De manera que para evitar el problema de la ausencia, el príncipe Humperdinck se construyó el Zoo de la Muerte. Lo diseñó él mismo con ayuda del conde Rugen, y ordenó a sus mercenarios que recorrieran todo el mundo para conseguirle ejemplares. El Zoo estaba lleno a rebosar de cosas que el príncipe podía cazar, y no se parecía a ninguno de los santuarios animales existentes. En primer lugar, allí nunca había visitantes. Sólo el guardián albino, que se cuidaba de alimentar adecuadamente a las bestias y de que allí no hubiera enfermedades ni debilidades.
El Zoo tenía otra particularidad: era subterráneo. El príncipe escogió personalmente el sitio, en el rincón más tranquilo y más apartado de los jardines del castillo. Y decretó que tendría cinco niveles, todos ellos con los requisitos adecuados a sus enemigos individuales. En el primer nivel colocó a los enemigos veloces: perros salvajes, leopardos, colibríes. Al segundo nivel pertenecían los enemigos fuertes: las anacondas, los rinocerontes y los cocodrilos de más de seis metros. El tercer nivel era para los venenosos: las cobras, las arañas saltarinas, una profusión de murciélagos letales. El cuarto nivel era el reino de los más peligrosos, los enemigos más aterradores: la tarántula chillona (la única araña capaz de emitir sonidos), el águila sanguinaria (el único pájaro que se alimentaba de carne humana) y, en su exclusiva piscina negra, el calamar chupador. Incluso el albino se echaba a temblar a la hora de alimentar a los animales del cuarto nivel.

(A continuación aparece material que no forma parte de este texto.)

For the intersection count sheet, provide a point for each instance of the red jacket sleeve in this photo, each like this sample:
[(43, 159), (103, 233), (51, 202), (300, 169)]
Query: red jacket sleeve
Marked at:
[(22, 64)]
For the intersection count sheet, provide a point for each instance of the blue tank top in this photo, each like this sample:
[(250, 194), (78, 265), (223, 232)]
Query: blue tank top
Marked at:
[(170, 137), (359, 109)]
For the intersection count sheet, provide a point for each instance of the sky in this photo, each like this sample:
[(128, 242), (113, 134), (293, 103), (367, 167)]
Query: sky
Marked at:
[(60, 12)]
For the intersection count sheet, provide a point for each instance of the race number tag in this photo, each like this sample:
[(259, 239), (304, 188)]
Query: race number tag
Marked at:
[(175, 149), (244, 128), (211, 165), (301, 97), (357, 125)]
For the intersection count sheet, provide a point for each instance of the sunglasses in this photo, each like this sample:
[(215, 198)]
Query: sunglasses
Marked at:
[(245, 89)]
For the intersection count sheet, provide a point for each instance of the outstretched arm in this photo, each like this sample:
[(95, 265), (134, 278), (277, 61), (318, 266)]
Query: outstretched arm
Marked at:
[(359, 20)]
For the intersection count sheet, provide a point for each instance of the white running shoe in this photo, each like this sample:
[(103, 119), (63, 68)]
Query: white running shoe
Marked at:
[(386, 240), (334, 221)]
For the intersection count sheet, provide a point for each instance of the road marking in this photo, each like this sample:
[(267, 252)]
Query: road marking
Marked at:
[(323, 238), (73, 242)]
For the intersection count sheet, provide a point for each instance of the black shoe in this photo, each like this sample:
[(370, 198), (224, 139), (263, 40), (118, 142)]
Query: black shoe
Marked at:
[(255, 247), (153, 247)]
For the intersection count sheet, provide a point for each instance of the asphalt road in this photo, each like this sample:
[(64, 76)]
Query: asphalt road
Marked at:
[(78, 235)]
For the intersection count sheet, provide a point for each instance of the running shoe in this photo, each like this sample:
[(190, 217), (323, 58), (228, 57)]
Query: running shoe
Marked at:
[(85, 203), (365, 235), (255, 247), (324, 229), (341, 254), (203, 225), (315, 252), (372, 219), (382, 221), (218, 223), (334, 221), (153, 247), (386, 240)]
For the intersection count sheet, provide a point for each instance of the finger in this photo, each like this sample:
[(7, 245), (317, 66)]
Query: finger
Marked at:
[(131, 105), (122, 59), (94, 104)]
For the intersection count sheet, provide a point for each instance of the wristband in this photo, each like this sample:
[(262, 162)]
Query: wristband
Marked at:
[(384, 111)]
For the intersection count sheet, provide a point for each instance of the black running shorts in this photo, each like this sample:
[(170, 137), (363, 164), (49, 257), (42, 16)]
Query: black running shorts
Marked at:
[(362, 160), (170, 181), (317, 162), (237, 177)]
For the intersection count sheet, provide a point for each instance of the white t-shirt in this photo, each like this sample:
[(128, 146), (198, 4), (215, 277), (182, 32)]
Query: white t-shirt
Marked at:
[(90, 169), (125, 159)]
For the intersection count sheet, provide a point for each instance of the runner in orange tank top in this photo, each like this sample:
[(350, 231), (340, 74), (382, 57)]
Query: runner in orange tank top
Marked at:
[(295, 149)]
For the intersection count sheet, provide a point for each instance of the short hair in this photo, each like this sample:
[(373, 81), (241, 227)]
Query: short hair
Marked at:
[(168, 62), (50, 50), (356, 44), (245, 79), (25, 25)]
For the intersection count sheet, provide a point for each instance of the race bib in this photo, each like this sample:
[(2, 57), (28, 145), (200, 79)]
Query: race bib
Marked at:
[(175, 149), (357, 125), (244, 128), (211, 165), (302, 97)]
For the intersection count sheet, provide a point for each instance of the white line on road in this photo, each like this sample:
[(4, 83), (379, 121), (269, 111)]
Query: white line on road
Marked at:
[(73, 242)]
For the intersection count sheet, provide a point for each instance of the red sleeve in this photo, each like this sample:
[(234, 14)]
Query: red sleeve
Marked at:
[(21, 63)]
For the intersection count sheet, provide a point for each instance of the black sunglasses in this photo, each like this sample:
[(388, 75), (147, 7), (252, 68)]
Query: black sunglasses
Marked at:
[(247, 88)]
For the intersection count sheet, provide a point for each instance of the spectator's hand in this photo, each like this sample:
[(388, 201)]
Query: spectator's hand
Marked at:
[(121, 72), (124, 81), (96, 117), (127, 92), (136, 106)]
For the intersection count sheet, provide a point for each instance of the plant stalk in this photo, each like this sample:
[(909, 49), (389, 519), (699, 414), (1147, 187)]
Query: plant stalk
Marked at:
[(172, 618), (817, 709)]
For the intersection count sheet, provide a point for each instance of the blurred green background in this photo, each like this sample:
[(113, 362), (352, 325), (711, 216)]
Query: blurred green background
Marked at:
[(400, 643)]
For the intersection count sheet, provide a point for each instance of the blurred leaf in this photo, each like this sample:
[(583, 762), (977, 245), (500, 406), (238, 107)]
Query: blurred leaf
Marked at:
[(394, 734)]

El quinto nivel estaba vacío.
El príncipe lo construyó con la esperanza de encontrar algún día algo que mereciera la pena, algo tan peligroso, fiero y poderoso como él.
Cosa poco probable. No obstante, el príncipe era un eterno optimista, y en el quinto nivel tenía siempre preparada una jaula enorme.
En los restantes cuatro niveles ya había material letal más que suficiente para hacer feliz a un hombre. En ocasiones, el príncipe escogía su presa por puro azar: tenía una enorme rueda con una aguja giratoria, y en la parte exterior de la rueda estaban los dibujos de todos los animales del Zoo; solía hacer girar la aguja a la hora del desayuno, y cuando se detenía, el albino escogía la presa marcada. En ocasiones escogía según el humor: «Hoy me siento veloz; tráeme un leopardo», o bien, «Hoy me siento fuerte, suelta al rinoceronte». Y, como era natural, se hacía lo que él pedía.
Estaba acabando con un orangután cuando la cuestión de la salud del rey efectuó su última intrusión. Era media tarde, el príncipe había estado enzarzado con la bestia gigantesca desde la mañana y, por fin, después de todas esas horas, aquella cosa peluda comenzaba a debilitarse. El simio intentó morderlo una y otra vez, síntoma seguro de que perdía fuerza en los brazos. El príncipe esquivó fácilmente los frustrados mordiscos y el pecho del simio se agitó: el animal se desesperaba por respirar. Con sus andares de cangrejo, el príncipe dio un paso de lado, y luego otro, después, salió disparado hacia adelante, hizo girar en sus brazos a la enorme bestia, y comenzó a presionarle la espina dorsal. (Todo esto tenía lugar en el foso de los monos, donde el príncipe se desahogaba con cualquiera de los simios.) Desde lo alto, lo interrumpió la voz del conde Rugen:
—Hay novedades —le dijo el conde.
Sin abandonar la batalla, el príncipe le respondió:
—¿No pueden esperar?
—¿Cuánto tiempo? —inquirió el conde.
C
R
A
A
C
El orangután cayó como un muñeco de trapo.
—¿De qué se trata? —preguntó entonces el príncipe, y dejando atrás a la bestia muerta, subió la escalera que conducía a la boca del foso.
—Vuestro padre se ha sometido a su revisión anual —respondió el conde—. Tengo el informe.
—¿Y?
—Vuestro padre se muere.
—¡Rayos! —exclamó el príncipe—. Eso significa que tendré que casarme.